Life satisfaction is falling among Nordic youths, and at least one in four experience several symptoms of unhappiness, like headaches and stomach-aches. But there are large differences between the individual Nordic countries.
Life satisfaction among young people in the Nordic region has been falling since 2006. A research project supported by the Nordic Council of Ministers will now attempt to find out why. It will be carried out by a team of Nordic experts on children’s health, including Danish professor Pernille Due from Denmark’s National Institute of Public Health.
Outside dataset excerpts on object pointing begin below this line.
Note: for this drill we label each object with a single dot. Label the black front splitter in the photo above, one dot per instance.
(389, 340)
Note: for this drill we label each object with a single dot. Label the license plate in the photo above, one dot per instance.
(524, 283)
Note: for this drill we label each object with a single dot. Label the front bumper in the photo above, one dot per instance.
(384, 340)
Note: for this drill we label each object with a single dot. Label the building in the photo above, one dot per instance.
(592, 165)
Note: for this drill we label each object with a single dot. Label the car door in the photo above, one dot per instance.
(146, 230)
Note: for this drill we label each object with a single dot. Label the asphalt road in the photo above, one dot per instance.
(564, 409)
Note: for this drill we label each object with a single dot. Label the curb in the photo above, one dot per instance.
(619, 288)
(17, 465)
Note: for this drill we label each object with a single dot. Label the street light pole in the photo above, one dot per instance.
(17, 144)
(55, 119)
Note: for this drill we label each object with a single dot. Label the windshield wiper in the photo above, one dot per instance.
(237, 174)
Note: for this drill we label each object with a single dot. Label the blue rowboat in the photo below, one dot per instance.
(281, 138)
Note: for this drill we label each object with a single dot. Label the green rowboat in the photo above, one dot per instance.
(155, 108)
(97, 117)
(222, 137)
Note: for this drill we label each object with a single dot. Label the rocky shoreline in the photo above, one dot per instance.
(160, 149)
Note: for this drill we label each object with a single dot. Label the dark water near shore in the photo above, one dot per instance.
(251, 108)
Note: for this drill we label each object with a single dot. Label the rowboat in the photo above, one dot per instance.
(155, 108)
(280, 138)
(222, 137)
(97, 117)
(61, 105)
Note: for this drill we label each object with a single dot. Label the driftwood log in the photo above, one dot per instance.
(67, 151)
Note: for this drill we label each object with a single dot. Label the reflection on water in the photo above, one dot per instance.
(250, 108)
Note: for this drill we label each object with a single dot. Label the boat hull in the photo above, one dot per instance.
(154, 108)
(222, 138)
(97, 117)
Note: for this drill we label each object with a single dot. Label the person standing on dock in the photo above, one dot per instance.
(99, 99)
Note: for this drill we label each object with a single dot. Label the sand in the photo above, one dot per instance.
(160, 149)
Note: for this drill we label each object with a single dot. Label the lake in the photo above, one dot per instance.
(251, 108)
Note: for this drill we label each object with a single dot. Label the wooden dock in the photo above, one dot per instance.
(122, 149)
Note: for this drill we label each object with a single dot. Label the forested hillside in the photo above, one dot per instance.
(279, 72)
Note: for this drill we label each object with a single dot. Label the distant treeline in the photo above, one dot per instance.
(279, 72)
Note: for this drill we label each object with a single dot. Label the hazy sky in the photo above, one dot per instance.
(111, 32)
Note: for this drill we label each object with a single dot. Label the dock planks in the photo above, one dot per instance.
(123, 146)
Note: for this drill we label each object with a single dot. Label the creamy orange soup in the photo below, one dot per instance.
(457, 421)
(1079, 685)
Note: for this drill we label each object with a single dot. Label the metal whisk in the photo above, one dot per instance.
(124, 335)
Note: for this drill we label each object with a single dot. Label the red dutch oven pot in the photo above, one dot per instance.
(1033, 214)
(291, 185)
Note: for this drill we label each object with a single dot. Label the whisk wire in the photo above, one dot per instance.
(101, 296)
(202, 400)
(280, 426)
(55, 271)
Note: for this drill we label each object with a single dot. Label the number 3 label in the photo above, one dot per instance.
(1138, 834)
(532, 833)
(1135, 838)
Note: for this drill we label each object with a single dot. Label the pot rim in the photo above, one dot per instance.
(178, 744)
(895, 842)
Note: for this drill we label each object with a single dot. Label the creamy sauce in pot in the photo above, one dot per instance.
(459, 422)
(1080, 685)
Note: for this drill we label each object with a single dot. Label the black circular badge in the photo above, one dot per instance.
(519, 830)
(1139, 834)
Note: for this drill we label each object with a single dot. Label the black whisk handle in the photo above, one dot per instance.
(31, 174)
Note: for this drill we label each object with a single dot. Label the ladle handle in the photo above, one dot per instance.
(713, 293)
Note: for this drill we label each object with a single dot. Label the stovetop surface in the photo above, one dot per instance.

She heads the research programme ‘Children and young people’s health and well-being’, and has for many years been the deputy international coordinator for the WHO study Health Behaviour in School-Aged Children (HBSC). Every four years the HBSC gathers data on the health and well-being of children and young people across 43 countries, including details about their own life satisfaction.
The Nordic region as a whole does not come out top here, concluded professor Pernille Due, when she presented selected results from the HBSC study during the Nordic Council of Ministers’ Oslo summit on psychological health on 27 February.
Every four years the HBSC gathers a range of data about children aged 11, 13 and 15. The first study took place in 1984/85 and the latest one was carried out in 2014. This makes it possible to look for changing tendencies over a longer period of time. One of them is a fall in life satisfaction, if you look at the Nordic countries as a group.
“From 2002 to 2006 life satisfaction among some Nordic youths rose, but since 2006 it has been falling in four out of the six Nordic Countries. In terms of life satisfaction, the Nordics do not do particularly well among the 43 participating nations. We are somewhere in the middle,” explains Pernille Due.
The share of young people with high life satisfaction was between 31 % in Norway and 41% in Finland in 2002. In 2014 there are larger differences in the number of young people with high life satisfaction, from 28% in Sweden to 46% in Greenland
Yet there is major internal differences within the Nordic region: Life satisfaction levels have risen in Greenland and Norway, while it has been falling in all of the other Nordic countries, most markedly in Sweden. In 2006, 41 percent of Swedish children and youths said their life satisfaction was top, in 2014 only 28 percent said the same and among 15 year old Swedish girls only 11 percent said they had a high life satisfaction.
The HBSC study looks at different symptoms of unhappiness, including whether the responders each week for instance experience stomach-ache, headaches or nervousness. Pernille Due has focused on the number of young people who each week display at least two symptoms. Here too, the tendency is that Nordic youths do display such symptoms – especially the girls:
In Sweden, Iceland and Greenland one in three young people display two symptoms a week. In Denmark, Norway and Finland one in four do the same. Here too the tendency masks marked differences between the Nordic countries. Danish youths score low, while Swedish girls also here score very high.